I was struck reading a series of blog posts on a nursing home website recently, where a writer noted that: "caregiving is a blessing."
Well, maybe, at times. But let's face it. For most, the word "blessing" would not come to mind. For many working women in their 40s and 50s who thought they were done with diapers, managing someone else's medications, and chauffeuring a small, whiny person to expensive appointments, caring for elderly parents sometimes brings this scene to mind:
The numbers tell the story: This, from the National Family Caregivers Association:
The typical family caregiver is a 49-year-old woman caring for her widowed 69-year-old mother who does not live with her. She is married and employed. Approximately 66% of family caregivers are women. More than 37% have children or grandchildren under 18 years old living with them.

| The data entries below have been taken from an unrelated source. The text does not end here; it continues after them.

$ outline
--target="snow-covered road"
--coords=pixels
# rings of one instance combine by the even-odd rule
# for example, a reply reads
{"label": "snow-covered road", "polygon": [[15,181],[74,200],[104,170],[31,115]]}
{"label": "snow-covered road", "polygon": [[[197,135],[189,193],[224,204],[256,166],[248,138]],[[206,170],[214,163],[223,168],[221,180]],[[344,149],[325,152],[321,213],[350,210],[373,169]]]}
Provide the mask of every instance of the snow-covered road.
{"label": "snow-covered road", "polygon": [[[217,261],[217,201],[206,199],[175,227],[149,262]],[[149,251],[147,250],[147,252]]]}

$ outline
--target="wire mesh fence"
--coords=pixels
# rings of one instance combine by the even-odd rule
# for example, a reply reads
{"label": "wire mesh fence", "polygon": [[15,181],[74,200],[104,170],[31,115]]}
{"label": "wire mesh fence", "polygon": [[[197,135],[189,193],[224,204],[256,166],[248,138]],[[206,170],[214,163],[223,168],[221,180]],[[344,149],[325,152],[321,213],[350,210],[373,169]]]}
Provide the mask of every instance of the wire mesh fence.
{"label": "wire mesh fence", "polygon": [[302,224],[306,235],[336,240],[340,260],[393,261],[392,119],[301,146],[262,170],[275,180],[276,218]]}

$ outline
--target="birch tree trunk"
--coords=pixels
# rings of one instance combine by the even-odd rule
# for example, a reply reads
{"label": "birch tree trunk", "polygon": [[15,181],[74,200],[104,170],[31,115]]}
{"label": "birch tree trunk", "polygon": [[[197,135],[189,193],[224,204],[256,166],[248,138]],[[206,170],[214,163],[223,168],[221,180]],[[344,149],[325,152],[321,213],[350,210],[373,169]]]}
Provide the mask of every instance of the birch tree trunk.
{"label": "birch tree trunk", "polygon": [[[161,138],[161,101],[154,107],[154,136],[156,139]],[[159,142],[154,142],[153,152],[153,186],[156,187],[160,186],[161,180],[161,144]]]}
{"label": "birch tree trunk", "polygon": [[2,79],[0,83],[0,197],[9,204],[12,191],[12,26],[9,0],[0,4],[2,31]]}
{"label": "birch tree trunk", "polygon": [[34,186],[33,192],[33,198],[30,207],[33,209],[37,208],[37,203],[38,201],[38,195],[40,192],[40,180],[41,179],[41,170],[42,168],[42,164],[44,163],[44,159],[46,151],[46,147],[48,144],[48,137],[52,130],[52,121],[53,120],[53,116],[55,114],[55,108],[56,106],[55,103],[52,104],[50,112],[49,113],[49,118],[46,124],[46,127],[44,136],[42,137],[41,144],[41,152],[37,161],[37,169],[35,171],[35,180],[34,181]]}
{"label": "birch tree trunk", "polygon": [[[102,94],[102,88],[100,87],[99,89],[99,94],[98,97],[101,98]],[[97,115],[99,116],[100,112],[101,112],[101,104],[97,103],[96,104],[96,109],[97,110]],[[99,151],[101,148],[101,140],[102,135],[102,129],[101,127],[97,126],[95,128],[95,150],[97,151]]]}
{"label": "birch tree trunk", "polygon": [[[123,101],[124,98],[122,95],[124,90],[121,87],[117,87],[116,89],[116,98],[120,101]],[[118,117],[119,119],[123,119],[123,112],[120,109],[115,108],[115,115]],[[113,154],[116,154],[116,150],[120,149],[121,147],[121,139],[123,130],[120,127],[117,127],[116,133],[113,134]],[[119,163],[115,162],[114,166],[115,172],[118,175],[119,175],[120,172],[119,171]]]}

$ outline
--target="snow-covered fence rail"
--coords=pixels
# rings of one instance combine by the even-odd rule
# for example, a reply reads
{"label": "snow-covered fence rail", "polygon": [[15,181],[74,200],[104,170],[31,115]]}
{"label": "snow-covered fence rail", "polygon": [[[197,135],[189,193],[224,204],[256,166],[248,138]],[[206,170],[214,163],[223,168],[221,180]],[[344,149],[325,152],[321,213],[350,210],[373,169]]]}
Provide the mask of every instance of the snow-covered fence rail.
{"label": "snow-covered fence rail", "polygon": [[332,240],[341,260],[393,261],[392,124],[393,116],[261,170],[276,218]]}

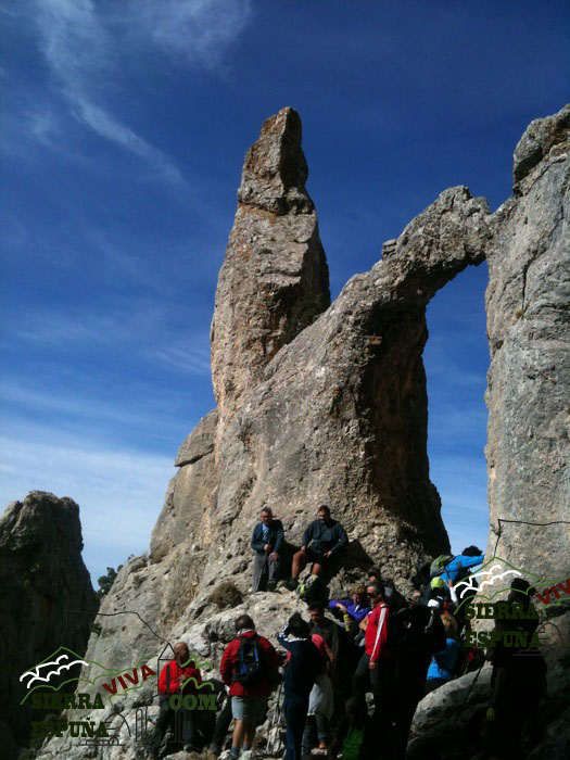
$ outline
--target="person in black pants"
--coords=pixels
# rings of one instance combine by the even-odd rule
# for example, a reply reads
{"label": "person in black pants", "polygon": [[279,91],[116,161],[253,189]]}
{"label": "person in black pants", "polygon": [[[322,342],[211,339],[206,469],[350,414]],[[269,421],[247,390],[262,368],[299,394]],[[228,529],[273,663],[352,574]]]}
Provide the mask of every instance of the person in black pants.
{"label": "person in black pants", "polygon": [[311,641],[308,623],[293,615],[277,641],[291,655],[283,677],[286,755],[284,760],[301,760],[303,731],[308,711],[308,695],[322,670],[322,659]]}

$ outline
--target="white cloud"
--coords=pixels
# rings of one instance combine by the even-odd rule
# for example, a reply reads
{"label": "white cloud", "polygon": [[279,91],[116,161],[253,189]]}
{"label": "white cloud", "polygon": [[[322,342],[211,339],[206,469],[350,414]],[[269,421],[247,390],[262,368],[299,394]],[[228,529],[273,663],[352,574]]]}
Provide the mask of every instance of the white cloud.
{"label": "white cloud", "polygon": [[65,435],[42,426],[24,433],[0,436],[0,504],[22,501],[31,490],[77,502],[93,583],[107,566],[148,549],[174,474],[170,457],[104,446],[87,434]]}
{"label": "white cloud", "polygon": [[129,0],[124,16],[135,33],[172,56],[219,65],[251,18],[251,0]]}
{"label": "white cloud", "polygon": [[[168,155],[97,103],[106,88],[114,87],[118,46],[96,4],[91,0],[37,0],[34,15],[42,52],[75,118],[100,137],[142,157],[166,180],[183,182]],[[36,116],[30,132],[46,144],[53,126],[53,116]]]}

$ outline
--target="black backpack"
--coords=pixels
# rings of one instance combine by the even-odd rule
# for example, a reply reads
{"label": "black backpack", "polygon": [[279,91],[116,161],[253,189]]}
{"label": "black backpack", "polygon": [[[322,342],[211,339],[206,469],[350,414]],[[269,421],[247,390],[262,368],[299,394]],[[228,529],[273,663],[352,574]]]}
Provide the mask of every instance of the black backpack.
{"label": "black backpack", "polygon": [[233,681],[242,686],[258,683],[265,674],[265,653],[259,636],[240,636],[240,648],[233,666]]}

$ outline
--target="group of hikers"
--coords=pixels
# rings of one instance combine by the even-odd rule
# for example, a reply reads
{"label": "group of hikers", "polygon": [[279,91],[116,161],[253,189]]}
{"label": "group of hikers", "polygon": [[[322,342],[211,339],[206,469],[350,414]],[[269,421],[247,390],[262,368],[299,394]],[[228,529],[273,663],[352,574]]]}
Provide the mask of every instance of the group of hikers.
{"label": "group of hikers", "polygon": [[[283,530],[271,510],[264,508],[255,525],[251,545],[255,550],[253,588],[266,578],[267,591],[277,586]],[[290,590],[297,588],[299,577],[308,562],[309,578],[321,574],[330,557],[347,544],[346,533],[331,518],[326,506],[318,509],[293,556]],[[287,621],[276,641],[282,650],[257,633],[249,615],[235,621],[236,637],[224,650],[219,672],[228,699],[214,715],[186,711],[185,748],[200,751],[206,746],[215,755],[223,750],[230,723],[235,721],[230,755],[252,749],[256,727],[267,719],[270,694],[282,689],[286,722],[284,760],[307,760],[315,747],[326,751],[328,760],[377,760],[406,758],[408,734],[416,707],[426,694],[456,675],[479,668],[484,655],[466,649],[460,634],[469,629],[465,615],[466,592],[461,601],[457,586],[470,571],[483,562],[483,554],[469,546],[457,557],[441,556],[423,563],[411,581],[414,594],[406,599],[390,579],[370,568],[347,598],[325,600],[305,594],[309,620],[299,612]],[[467,594],[474,594],[477,584]],[[305,584],[309,591],[316,584]],[[302,587],[300,587],[302,588]],[[299,588],[297,588],[299,590]],[[506,604],[532,606],[534,590],[516,579]],[[328,615],[327,615],[328,612]],[[502,621],[496,621],[498,624]],[[536,630],[533,618],[509,621]],[[501,644],[492,651],[493,693],[484,721],[484,758],[516,758],[525,719],[535,709],[545,689],[545,666],[539,651],[533,657],[517,657],[516,647]],[[163,668],[159,691],[163,695],[161,712],[151,742],[151,758],[159,748],[173,712],[168,695],[198,694],[201,674],[186,644],[175,646],[175,659]],[[487,657],[487,659],[490,656]],[[177,682],[170,683],[170,671]],[[280,674],[280,669],[283,673]],[[225,689],[218,689],[223,698]],[[371,700],[367,701],[367,695]],[[278,697],[279,702],[279,697]]]}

Caregiving in the United States; National Alliance for Caregiving in collaboration with AARP. November 2009
This organization is lobbying for different policy initiatives that would help caregivers. Still, senior care has yet to draw the kind of attention or institutional workplace support as child care. (When I had to bring my elderly mom to a meeting last month, I considered launching Take Your Mother To Work Day, but, well, you know, who has time to organize it?)
But there is more frank talk about the difficulties than there were, say, five years ago. Journalist Francine Russo has written about the fissures that can erupt between siblings over parent care in a book called "They're Your Parents, Too: How Siblings Can Survive Their Parents' Aging Without Driving Each Other Crazy." And her column over at Wowowow is valuable, not just for the sound advice she offers, but for the hair-raising comments board, in which writers post about their own experiences. (You think your brother is a piece of work? Take a read!)
Here's an interview I did with Francine about her work, and some advice for sibs who are involved in caring for elderly parents.
The thing about it being a blessing? It can be true. Sometimes, if you can let things go, in the course of caring for your parents you can, out of all the stress and psychodrama, actually snatch moments of enjoyment and connection.
As Jackie Brousseau-Pereira writes in this essay, you can't plan these moments; they come up in the times (and places) when you least expect them.